Because the activation of Akt is thought to accelerate cellular senescence, we observed the activation of Akt in senescent AECs, and we then verified if activated Akt also has a regulatory effect on AEC senescence. Two specific inhibitors of the Akt pathway were used. As shown in Figure 6, SA-β-Gal staining and the P21^WAF1 senescence marker were significantly reduced after inhibition of Akt activation using LY294002 or MK2206 in bleomycin-stimulated AECs.

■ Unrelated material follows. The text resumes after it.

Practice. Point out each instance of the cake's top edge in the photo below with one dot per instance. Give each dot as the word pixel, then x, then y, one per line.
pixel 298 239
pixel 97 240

Figure 6. Inhibition of Akt activation attenuates AEC senescence. Inhibitor (20 μm/L LY294002 or 5 μg/ml MK2206) of the AKT pathway was added 1 hour before bleomycin (10 μg/ml). After 72 hours, the medium was changed to fresh medium for 24 hours. AKT inactivation and P21^WAF1 expression induced by LY294002 (A–C) or MK2206 (F–H) were detected by western blotting. Cellular senescence after inhibitor LY294002 (D, E) or MK2206 (I, J) pretreatment was analyzed by SA-β-Gal staining. Data are shown as the mean ± SEM, n ≥ 3 per group. *p < 0.05. One-way ANOVA followed by Dunnett’s Multiple Comparison Test.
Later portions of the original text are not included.